The results of this study suggest that decreased INR is a risk factor for DVT. INR is the ratio of prothrombin time (PT) to the International Sensitivity Index (ISI) of the assay. An increase in INR indicates a decrease in coagulation function and an increased risk of bleeding, whereas a decrease in INR suggests blood hypercoagulability, commonly associated with thrombotic diseases. PT primarily reflects the levels of coagulation factors II, V, VII, and X, serving as a standard index for screening tests of the exogenous coagulation system. Shortening of PT is observed in conditions of blood hypercoagulability and thrombotic diseases. Relevant studies have shown [36] that the expression levels of D-dimer and PT are correlated with the risk of DVT formation, consistent with the findings of this study. Gao et al. [37] indicated that hypercoagulability is the pathological basis of DVT, and coagulation function indices are somewhat correlated with DVT. For THA patients, it is advisable to dynamically monitor plasma D-dimer, PT, and other coagulation function indices to provide a basis for early and targeted clinical prevention and treatment.

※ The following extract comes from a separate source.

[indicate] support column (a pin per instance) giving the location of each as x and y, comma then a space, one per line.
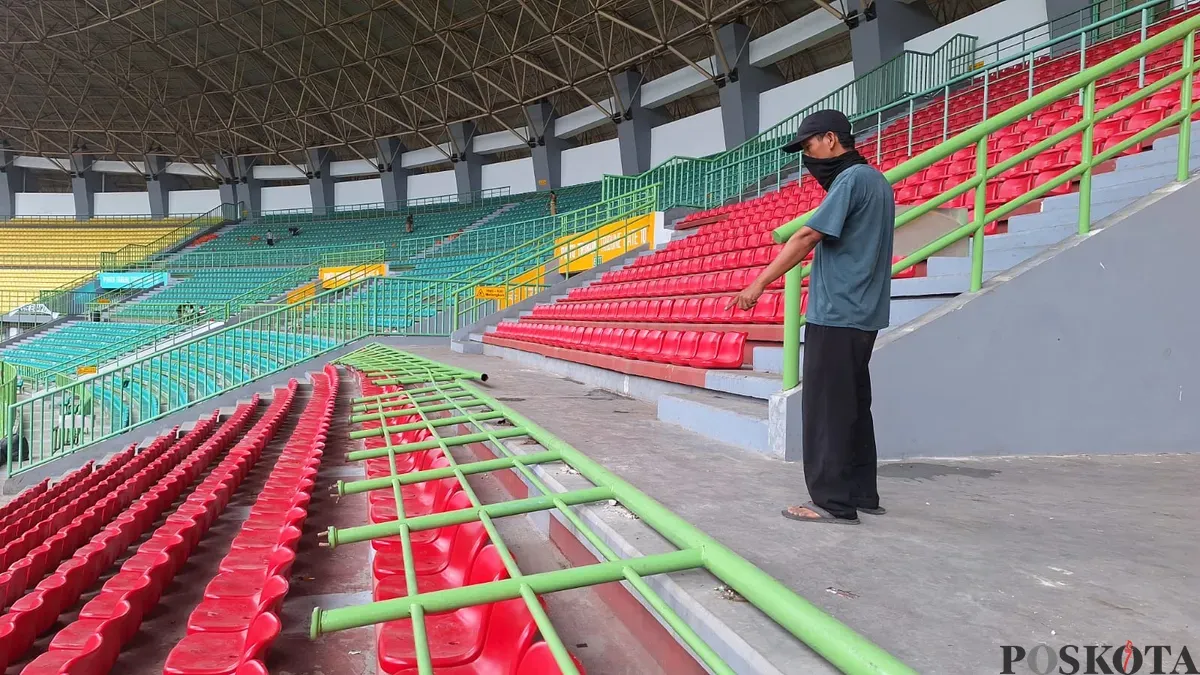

Limitations of the article

① We only conducted color Doppler ultrasonography within 7 days post-surgery and did not assess long-term DVT outcomes. ② Other factors such as infection, medications, cancer, trauma, and smoking significantly contribute to postoperative complications. Due to data limitations, these factors were not explored in this study, highlighting the need for further research to examine their relationship with postoperative DVT. ③ The follow-up period was not sufficiently long. ④ This study is retrospective in nature, which may introduce potential inaccuracies in recorded data, possibly leading to biased results.

Conclusion

The results of this study demonstrated that diabetes mellitus, preoperative fibrinogen, preoperative D-dimer, and preoperative INR are independent risk factors for DVT following THA. Surgeons should thoroughly evaluate these risk factors and actively intervene by implementing timely and effective measures. Additionally, guiding patients to engage in functional exercises as early as possible can reduce the incidence of DVT, thereby improving the outcomes of THA and improving patient quality of life.